If you take a look at the RISC-V card linked at the top of the website, you can now understand the register table.

Calling conventions solve interface issues

:fire: Warm-up 2: Change your program to adhere to the register conventions above as if the sum label was a function.

Solution

.globl main
.data
    a: .word 1
    b: .word 2
    number:  .word 0

.text
main:
    # Load the two numbers a and b into registers
	la a0, a
	la a1, b

sum:
    # Add the two numbers and put them in a register for main to find.
	add a0, a0, a1

resume:
    la t6, number
    sw a0, 0(t6)

:fire: Warm-up 3: Read the official calling conventions of RISC-V. Since we will not be making use of floating point registers (ft0 to ft11) you can skip Section 18.3. In this course we will just try to fit all parameters into the argument registers as it is explained there before utilizing the stack.

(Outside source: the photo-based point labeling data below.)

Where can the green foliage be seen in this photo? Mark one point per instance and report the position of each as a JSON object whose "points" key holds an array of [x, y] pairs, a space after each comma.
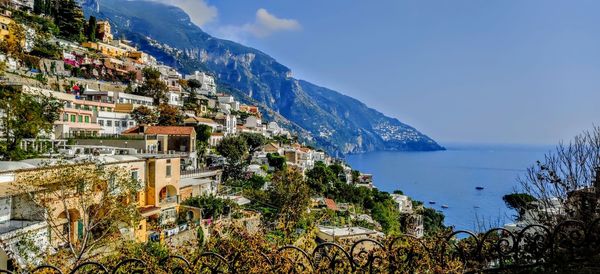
{"points": [[91, 29], [144, 116], [254, 140], [70, 20], [235, 150], [322, 179], [153, 86], [519, 202], [203, 133], [256, 182], [386, 213], [276, 161], [169, 115], [25, 116], [290, 193], [433, 221], [212, 207]]}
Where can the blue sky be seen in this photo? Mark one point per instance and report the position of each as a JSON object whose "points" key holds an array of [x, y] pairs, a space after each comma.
{"points": [[460, 71]]}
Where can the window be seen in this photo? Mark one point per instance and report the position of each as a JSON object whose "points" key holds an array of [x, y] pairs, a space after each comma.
{"points": [[134, 175]]}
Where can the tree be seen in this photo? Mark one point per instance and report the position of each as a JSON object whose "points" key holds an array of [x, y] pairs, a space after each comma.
{"points": [[144, 116], [563, 176], [203, 133], [321, 178], [25, 116], [254, 140], [235, 150], [84, 204], [212, 207], [169, 115], [70, 20], [290, 193], [153, 86], [191, 102], [13, 45], [38, 6], [91, 29], [520, 202], [276, 161]]}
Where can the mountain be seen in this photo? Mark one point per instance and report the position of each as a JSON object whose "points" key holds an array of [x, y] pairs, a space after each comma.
{"points": [[331, 120]]}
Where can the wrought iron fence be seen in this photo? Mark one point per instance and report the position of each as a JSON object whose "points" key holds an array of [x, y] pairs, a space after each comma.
{"points": [[533, 248]]}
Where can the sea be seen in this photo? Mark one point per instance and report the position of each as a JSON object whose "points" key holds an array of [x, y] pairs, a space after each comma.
{"points": [[450, 178]]}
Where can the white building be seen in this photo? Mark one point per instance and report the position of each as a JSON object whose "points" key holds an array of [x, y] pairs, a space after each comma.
{"points": [[114, 122], [208, 85], [253, 122], [175, 98], [116, 97]]}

The official calling conventions talk about passing some function parameters via the stack. Let us now take a look at what happens if we run out of registers and how can we solve this by using the stack.

Memory: the stack

It is easy to think of cases where the 32 registers we have are not enough. You may already have come to a situation where this is the case, but for any larger program, we definitely need to store data in memory. Similarly, if the calling conventions only define 8 registers to pass function arguments, what happens if we want to pass more data to a function than fits into these 8 registers? You already worked with variables stored in the .data section: in a similar way, we could declare a region in memory that we use to back up or restore data from. However, defining specific variables is still not enough for cases where we do not know how many variables we will need. In this case, what we need is a data structure where we dynamically add and remove data, depending on what we need.

Understanding the stack

A stack is a simple data structure that grows in one direction and that works according to the Last-in-First-Out (LIFO) principle. The idea is as simple as a tower of books where you are only ever able to pick up the top-most book. You can place more books on top of the tower, but have to pick them up again to reach the books at the bottom. To realize a simple stack in assembly, we can just define a large memory region in the data section like this:

.globl main
.data
    stack: .space 500
.text
main:
    # ...

Now to use this stack, we would do the following actions:

  1. Load the address of the stack into a register
  2. When we want to push data on the stack:
    1. Store data at the address that the register points to
    2. Increment the pointer by the size of the data we just added, so that the register points to free space again
  3. When we want to pop data from the stack, we:
    1. Decrement the pointer by the size of the last data element
    2. Read the content of the data stored at the current stack pointer

If you are now unsure about the size of the data that you want to put or retrieve from the stack, take a look again at the calling conventions or at the RISC-V sheet, both contain a list of common data types and their size in bytes in our 32-bit RISC-V configuration.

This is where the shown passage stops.